The other prisoners were interesting because they enjoyed their food. They would take their trays up to the mess line twice, sometimes three times. Jake could barely finish his first tray, let alone want a second. The food had no flavor. He would sit alone at a table, tapping his white shoes against the concrete floor, the cold concrete floor. The food had no flavor, yet the floor had a temperature. Jake always found this part a bit disconcerting.

But the prison life in his dream didn’t bother him that much. He could handle the repetitive nature of his sleeping life. Sure, it was boring, but it wasn’t a bad dream, by any means. What did bother him was that new things started to appear.

One time, he had fallen asleep and found himself standing in the middle of the aisle outside of his cell. It was dark outside. The moon was shining its bright rays through one of the roof skylights, illuminating a path forward. He felt a tap on his shoulder and turned to see two guards behind him.

“Jake. Walk,” the one on the right softly whispered.

So he walked. Somehow, he knew where to go. One bare foot in front of the other. The floor was cold. He walked straight ahead, then turned right. The hall became dark, no moon to illuminate it. A faint light began to appear in the distance. He turned left into another corridor and the light disappeared, replaced by piercing light coming from light bulbs, hanging from the ceiling by wires.

The wires were so thin, that Jake always wondered if the bulbs would fall, one by one, crashing to the floor, breaking the thick stillness of the air as they shattered on the concrete, leaving everyone in the corridor in complete darkness. Instead, as he approached each bulb, they appeared to swing ever so slightly his direction, trying to reach out to him, though they were far above his head. When he came directly under them, they hung straight down again, as if they hadn’t even moved.

Jake would stare at each bulb as he approached, trying to trick one into revealing its swing back to its original position. But try as he might, he blinked every single time he caught up to one. There were forty-six bulbs, never one unlit or broken.
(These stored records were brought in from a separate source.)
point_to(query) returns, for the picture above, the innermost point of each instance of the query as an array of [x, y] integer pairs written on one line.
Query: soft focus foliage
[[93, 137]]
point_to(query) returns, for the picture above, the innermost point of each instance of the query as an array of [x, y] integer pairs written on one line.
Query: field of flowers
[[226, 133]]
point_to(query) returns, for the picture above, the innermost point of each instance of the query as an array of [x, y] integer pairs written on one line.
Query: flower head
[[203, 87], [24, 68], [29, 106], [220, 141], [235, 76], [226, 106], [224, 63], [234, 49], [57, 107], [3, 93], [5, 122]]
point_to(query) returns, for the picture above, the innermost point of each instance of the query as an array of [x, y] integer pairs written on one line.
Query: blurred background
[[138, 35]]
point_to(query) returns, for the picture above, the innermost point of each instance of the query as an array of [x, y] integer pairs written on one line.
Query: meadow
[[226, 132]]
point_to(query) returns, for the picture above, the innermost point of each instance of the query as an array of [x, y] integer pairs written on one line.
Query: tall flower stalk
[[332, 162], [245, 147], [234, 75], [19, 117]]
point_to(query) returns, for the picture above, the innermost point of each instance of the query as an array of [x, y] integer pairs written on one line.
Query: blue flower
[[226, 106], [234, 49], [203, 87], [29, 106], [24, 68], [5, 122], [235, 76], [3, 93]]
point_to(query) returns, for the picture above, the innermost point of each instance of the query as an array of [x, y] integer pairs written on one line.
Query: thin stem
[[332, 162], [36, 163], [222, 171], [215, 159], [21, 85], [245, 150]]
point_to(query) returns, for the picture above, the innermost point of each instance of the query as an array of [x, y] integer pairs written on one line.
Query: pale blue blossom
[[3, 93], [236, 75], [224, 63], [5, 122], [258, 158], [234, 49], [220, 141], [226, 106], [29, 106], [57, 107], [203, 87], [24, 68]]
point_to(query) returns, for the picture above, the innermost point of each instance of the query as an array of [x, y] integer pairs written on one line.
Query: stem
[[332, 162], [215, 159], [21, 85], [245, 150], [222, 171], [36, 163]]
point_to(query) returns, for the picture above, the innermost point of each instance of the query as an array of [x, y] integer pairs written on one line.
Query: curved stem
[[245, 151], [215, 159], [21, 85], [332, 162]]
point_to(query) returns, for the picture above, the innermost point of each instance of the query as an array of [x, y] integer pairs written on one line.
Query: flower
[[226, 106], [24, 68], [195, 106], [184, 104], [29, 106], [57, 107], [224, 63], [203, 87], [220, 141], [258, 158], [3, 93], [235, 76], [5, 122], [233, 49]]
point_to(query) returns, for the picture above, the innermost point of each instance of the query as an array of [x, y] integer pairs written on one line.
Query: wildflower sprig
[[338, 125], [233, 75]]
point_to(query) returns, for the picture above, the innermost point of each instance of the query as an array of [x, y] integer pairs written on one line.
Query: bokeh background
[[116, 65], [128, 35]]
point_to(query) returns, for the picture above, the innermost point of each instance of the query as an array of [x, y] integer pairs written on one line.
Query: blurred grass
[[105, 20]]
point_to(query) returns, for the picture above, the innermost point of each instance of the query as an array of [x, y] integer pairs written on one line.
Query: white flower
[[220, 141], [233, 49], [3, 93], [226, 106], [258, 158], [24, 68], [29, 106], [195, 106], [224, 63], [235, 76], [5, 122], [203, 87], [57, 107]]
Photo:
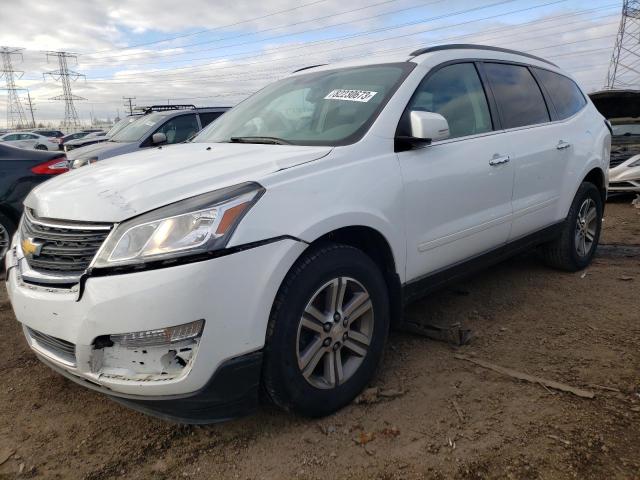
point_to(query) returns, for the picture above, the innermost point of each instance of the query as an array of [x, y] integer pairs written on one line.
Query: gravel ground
[[429, 414]]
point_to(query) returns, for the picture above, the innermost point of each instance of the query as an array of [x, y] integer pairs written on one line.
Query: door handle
[[499, 160]]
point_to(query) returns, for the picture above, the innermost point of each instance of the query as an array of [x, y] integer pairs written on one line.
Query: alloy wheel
[[334, 333], [586, 227]]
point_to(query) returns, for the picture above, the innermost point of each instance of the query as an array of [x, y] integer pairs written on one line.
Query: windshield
[[137, 129], [333, 107], [626, 129]]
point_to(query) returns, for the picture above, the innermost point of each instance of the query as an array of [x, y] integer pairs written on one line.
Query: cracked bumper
[[233, 294]]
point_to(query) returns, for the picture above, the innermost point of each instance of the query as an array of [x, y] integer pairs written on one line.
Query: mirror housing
[[426, 127], [158, 138]]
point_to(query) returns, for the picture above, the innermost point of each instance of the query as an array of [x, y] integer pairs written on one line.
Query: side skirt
[[431, 282]]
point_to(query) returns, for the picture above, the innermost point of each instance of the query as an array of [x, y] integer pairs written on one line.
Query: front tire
[[574, 249], [327, 331]]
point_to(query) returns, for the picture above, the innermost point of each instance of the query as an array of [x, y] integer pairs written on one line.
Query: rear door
[[532, 141], [458, 190]]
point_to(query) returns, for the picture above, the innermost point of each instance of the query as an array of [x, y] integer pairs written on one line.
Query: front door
[[457, 191]]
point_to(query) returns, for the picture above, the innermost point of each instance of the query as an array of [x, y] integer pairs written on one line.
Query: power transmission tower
[[31, 109], [66, 76], [15, 113], [624, 69], [129, 103]]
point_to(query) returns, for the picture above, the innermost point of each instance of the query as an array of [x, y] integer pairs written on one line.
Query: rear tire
[[574, 249], [327, 331], [7, 229]]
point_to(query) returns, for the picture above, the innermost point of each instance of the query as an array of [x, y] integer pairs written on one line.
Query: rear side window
[[208, 117], [456, 93], [519, 98], [564, 93]]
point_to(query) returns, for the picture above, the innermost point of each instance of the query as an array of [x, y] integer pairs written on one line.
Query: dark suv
[[160, 125]]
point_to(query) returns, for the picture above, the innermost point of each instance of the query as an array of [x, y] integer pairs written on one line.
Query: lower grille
[[61, 247], [55, 346]]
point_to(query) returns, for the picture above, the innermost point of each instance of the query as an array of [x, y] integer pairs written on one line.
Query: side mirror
[[426, 127], [158, 138]]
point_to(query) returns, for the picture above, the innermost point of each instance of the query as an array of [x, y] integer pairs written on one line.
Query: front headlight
[[195, 225]]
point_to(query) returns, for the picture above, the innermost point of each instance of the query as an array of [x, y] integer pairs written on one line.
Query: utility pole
[[31, 109], [66, 76], [15, 113], [129, 100], [624, 68]]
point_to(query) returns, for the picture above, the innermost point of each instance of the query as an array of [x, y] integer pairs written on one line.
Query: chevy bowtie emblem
[[31, 248]]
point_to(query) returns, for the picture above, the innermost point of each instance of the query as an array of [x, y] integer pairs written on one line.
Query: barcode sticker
[[351, 95]]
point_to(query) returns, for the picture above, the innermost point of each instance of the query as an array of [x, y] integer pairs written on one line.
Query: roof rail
[[471, 46], [310, 66], [164, 108]]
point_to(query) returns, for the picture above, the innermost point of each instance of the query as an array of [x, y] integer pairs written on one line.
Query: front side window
[[519, 98], [139, 128], [456, 93], [565, 95], [333, 107], [180, 128]]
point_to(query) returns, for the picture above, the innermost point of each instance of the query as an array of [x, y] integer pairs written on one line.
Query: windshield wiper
[[266, 140]]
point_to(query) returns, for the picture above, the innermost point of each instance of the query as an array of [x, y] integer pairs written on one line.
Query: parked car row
[[268, 256]]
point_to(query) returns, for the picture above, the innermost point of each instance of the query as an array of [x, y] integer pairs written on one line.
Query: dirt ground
[[443, 417]]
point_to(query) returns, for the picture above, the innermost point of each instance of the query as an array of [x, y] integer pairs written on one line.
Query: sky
[[217, 53]]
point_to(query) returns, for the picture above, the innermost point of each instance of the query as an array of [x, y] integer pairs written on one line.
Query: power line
[[15, 113], [621, 73], [66, 76]]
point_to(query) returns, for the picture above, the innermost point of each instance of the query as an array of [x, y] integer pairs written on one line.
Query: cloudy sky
[[216, 53]]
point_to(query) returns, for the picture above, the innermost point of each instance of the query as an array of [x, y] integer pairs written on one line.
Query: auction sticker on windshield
[[351, 95]]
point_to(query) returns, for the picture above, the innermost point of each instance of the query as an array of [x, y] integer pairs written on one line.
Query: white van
[[274, 251]]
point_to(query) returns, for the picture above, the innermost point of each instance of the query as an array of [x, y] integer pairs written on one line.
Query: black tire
[[563, 253], [283, 379], [6, 225]]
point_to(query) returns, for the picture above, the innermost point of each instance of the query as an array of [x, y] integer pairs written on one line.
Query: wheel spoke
[[312, 324], [359, 337], [329, 368], [315, 313], [355, 348], [311, 356], [339, 372], [356, 302]]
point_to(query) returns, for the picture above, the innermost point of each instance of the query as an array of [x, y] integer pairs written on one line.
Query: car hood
[[123, 187], [101, 149]]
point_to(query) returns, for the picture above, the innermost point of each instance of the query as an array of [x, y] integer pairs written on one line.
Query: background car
[[161, 125], [88, 139], [20, 171], [30, 140]]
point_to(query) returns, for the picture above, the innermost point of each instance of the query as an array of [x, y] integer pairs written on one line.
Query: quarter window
[[456, 93], [519, 98], [564, 93]]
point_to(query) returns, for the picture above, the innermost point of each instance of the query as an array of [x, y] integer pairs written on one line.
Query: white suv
[[274, 251]]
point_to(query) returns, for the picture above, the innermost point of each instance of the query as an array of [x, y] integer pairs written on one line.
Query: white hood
[[122, 187]]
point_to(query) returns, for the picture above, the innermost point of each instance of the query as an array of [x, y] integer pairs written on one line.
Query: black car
[[20, 171]]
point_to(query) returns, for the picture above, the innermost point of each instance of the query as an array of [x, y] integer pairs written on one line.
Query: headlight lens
[[196, 225]]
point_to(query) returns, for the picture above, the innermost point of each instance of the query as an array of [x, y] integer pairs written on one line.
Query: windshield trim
[[406, 67]]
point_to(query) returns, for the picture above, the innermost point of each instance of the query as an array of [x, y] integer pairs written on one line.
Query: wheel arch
[[376, 246]]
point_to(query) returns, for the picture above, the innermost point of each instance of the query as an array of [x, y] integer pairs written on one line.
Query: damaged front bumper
[[108, 337]]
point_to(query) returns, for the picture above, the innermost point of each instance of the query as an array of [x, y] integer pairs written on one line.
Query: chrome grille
[[61, 349], [64, 247]]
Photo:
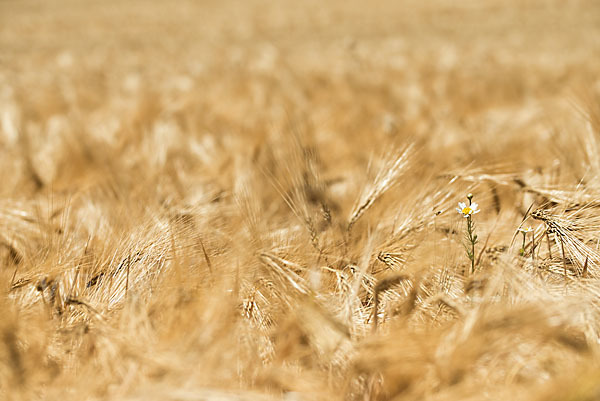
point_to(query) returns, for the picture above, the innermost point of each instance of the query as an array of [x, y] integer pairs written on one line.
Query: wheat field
[[235, 201]]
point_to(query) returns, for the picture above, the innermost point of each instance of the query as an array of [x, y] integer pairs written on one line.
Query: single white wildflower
[[467, 210]]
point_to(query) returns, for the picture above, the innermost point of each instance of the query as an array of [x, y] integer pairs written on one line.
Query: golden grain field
[[236, 201]]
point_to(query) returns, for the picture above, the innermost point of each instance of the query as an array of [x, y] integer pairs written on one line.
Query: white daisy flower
[[467, 210]]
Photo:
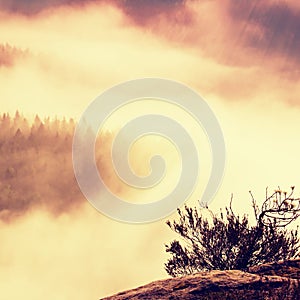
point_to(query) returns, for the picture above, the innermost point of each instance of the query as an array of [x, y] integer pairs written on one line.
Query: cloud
[[10, 55]]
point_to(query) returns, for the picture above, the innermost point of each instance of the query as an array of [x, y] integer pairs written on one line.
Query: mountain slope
[[268, 281]]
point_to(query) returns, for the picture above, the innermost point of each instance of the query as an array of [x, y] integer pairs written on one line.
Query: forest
[[36, 166]]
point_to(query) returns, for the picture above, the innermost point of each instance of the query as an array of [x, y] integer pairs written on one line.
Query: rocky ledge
[[267, 281]]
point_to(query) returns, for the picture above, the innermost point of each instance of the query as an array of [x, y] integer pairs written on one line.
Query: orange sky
[[242, 58]]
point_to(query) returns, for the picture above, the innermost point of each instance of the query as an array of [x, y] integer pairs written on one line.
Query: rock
[[267, 281]]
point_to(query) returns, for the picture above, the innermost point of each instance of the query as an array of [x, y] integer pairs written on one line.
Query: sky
[[57, 56]]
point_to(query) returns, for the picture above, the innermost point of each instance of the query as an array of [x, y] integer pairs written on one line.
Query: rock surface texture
[[267, 281]]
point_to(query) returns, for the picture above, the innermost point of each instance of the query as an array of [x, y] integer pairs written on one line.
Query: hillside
[[267, 281]]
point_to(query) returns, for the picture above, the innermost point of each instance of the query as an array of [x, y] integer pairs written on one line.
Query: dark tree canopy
[[230, 241]]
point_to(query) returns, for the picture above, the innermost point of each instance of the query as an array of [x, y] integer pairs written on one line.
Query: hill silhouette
[[267, 281]]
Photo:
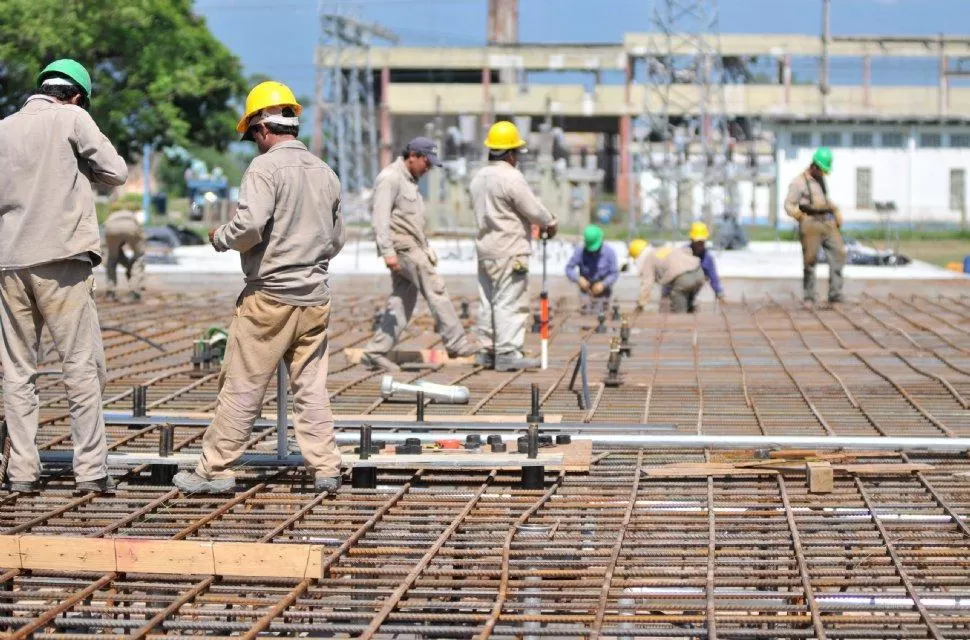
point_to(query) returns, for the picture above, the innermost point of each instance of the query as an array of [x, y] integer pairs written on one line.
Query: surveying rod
[[544, 309]]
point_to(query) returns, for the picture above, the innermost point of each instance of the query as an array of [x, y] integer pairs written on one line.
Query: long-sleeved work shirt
[[595, 266], [50, 154], [397, 211], [287, 225], [662, 267], [505, 209], [806, 190]]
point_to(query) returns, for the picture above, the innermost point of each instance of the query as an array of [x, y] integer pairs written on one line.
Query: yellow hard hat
[[698, 231], [265, 95], [504, 135]]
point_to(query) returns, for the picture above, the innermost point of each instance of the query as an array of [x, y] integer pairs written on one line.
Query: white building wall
[[915, 177]]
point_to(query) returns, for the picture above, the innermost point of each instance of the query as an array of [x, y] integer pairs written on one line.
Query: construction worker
[[505, 209], [399, 228], [287, 228], [123, 230], [594, 268], [819, 225], [699, 235], [51, 152], [676, 269]]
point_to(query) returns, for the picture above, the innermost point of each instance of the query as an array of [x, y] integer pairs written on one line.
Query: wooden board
[[51, 552], [261, 560], [404, 356], [165, 556]]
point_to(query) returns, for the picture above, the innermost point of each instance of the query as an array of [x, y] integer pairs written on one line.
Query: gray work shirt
[[287, 225], [397, 211], [505, 209], [50, 154]]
He turned right, down another corridor, and entered a room. The room was illuminated with fluorescent lighting, more than anyone would deem necessary to read with. It was so bright, no mouse had ever dared to make a run for the raisin that sat in the corner directly ahead of him. His stomach growled, surprising him. His stomach never growled in his dreams.

Looking away from the raisin, he fixed his gaze on the glass wall in front of him and froze. He heard a squeaky sort of yelp come from his lips and at the same moment, spun around and ran back through the door where he had entered the room. As he turned back up the corridor, he quickly looked over his shoulder.

Penny stared back at him through the window.